Tonight the Brexit Withdrawal Agreement was rejected by the UK Parliament for a second time.
UK law and the EU Article 50 process continue to determine that the UK will leave the EU on 29 March – and unless anything changes that will be without a deal.
We now face a turbulent few days in politics, where no one knows how this chapter of Brexit will turn out. We do at least have a clear process for the next two days: the Prime Minister confirmed the sequence of votes she agreed two weeks ago.
Here’s our decision tree, updated in the light of tonight’s vote:
Tomorrow there will be a free vote on whether MPs want a No Deal Brexit on 29 March.
In advance of that we expect the government to publish two key parts of their No Deal planning, which they have been keeping secret until now:
- The UK government’s Northern Ireland border plan for No Deal. The key question is whether the UK would impose any border controls between Ireland and Northern Ireland; the probable answer is ‘no’. This will be critical for people and organisations in Ireland and Northern Ireland and any businesses with cross-border supply chains.
- The UK’s external tariff schedule in the event of No Deal. This is important for all UK producers and importers: does the UK mirror EU external tariffs to protect UK producers or slash tariffs to benefit UK consumers? We expect a mix: tariffs to protect UK farmers and car manufacturers but zero tariffs for many imported goods. The devil will be in the detail.

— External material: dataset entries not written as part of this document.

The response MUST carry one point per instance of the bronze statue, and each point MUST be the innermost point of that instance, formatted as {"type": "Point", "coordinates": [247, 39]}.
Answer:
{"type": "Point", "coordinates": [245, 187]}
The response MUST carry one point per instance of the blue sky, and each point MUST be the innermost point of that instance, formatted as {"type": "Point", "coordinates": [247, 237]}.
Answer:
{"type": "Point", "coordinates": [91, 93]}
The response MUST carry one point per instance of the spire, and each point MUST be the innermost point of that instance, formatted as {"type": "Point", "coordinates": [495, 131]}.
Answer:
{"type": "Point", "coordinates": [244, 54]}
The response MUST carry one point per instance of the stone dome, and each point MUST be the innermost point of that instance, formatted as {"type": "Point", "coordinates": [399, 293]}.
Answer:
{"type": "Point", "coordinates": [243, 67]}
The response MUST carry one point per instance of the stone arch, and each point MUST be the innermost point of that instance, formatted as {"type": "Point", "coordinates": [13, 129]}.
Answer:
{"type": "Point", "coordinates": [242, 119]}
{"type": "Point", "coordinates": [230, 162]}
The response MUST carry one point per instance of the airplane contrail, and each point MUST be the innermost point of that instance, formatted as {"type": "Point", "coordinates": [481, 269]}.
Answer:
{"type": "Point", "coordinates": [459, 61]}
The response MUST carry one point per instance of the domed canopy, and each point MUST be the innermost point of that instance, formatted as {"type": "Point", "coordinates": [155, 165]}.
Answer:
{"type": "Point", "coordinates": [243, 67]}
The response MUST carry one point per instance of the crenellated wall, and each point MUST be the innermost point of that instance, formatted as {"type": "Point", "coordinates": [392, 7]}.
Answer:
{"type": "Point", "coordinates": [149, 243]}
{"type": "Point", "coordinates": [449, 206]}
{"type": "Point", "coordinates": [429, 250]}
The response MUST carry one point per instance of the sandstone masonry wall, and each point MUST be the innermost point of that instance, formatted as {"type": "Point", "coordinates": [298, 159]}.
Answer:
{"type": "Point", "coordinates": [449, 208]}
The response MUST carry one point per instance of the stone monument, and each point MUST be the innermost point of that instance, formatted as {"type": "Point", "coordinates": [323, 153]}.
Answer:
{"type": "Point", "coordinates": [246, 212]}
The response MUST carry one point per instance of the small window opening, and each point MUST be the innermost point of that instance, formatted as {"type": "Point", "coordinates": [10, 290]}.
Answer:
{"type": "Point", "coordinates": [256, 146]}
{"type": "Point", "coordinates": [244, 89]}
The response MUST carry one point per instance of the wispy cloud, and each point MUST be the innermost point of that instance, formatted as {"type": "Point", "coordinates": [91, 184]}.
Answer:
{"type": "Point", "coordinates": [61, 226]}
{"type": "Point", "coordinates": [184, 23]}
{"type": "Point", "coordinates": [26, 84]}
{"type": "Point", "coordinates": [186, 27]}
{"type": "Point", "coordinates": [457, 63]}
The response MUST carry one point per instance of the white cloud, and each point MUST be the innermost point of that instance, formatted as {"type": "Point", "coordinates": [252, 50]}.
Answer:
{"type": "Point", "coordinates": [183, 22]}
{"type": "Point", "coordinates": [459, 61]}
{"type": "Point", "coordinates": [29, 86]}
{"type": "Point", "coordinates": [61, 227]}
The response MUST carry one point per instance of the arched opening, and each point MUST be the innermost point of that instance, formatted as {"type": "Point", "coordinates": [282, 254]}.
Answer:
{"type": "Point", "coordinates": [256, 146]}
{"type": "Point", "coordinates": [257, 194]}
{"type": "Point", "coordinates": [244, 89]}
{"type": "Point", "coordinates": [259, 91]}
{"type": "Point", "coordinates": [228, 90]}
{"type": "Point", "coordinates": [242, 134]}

If, as expected, MPs reject the idea of No Deal then we move to a third vote on Thursday on extending Article 50 to delay Brexit (for how long we don’t know) to allow for a solution to be found.
If parliament supports an extension, then we still need the EU to agree (unanimously) to that request; there could also be some backwards and forwards negotiation on the terms which may jeopardise any agreement to extend.
What does tonight’s vote mean?
- We are unlikely to know for sure what will happen on 29 March until 21 March at earliest.
- There is an increased possibility of a delay to Brexit, but any extension will be on the EU’s terms.
- The chances of No Deal Brexit have significantly increased.
With 17 days to go, the proposed deal has been killed off. A no-deal Brexit is the default; it is set in law unless parliament and the EU agree otherwise. A request for an extension to the negotiation period (extending article 50), could still lead to No Deal: whether on 29 March in response to terms imposed by the EU or by the end of June at the end of a short extension.
What should businesses do?
Develop and action a No Deal contingency plan. We have put together a ‘No-deal Essentials’ guide to help you plan for No Deal - highlighting six things to look at between now and 29 March to ensure business continuity, compliance and cost management.
We are unlikely to know for sure what will happen on 29 March until 21 March at earliest. There is an increased possibility of a delay to Brexit, but any extension will be on the EU’s terms. The chances of No Deal Brexit have significantly increased.